Always Buy More Machine Than You Need Today

With the new Apple Silicon currently available, and more varieties on the horizon, I see one recommendation after another on what machine to buy. If you do X task, you "should be fine" with Y.

Whatever you are looking to get, no matter when you plan to get it, always buy more than you need.

Unless you are buying a machine you plan to throw away in 6 months, or buying a budget machine you fully expect to drop on the floor, you always need to get a larger, more powerful machine than the one you need today. A machine that is "just fine" today, won't be good enough in a year from now. You need to anticipate future software releases. You need to anticipate your broadened horizons.

Unless you can say for 100% certainty the machine you buy today fulfills all your needs and you can't possibly hope for it to take on bigger tasks next year, you are throwing money away.

Regardless of the machine and what it's doing, 16GB is always better than 8GB. 32GB is always better than 16GB. More drive space is always better. More cores is always better.

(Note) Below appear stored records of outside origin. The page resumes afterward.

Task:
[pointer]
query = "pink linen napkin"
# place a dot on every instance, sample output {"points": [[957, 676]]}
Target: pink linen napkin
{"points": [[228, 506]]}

Cutting a corner here, skimping there, is going to cost you. It will cost you when you outgrow the machine far sooner than anticipated. It will cost you when the next "big update" comes. It will cost you in money and satisfaction.

The computer is a tool. A tool you will use every day, several hours a day. It should be a tool that will get the job done for years to come, not something from the bargain bin. A machine from the bargain bin is just that. It'll work for a couple months, but it's basically a throwaway device. In essence, by skimping today you are setting yourself up for failure.

The best machine for you, is the best machine for you. Give yourself room to work. Give yourself room to breathe. It may cost a few dollars more today, but in the long run you are saving money. Saving money on upgrades. Saving money by not wasting time waiting for a task to complete.

Regardless of machine, you will be better off with 8 cores, 16GB of RAM, and 1TB of storage than 7 cores, 8GB of RAM, and 512GB of storage.

Maybe I should've written that in a different font.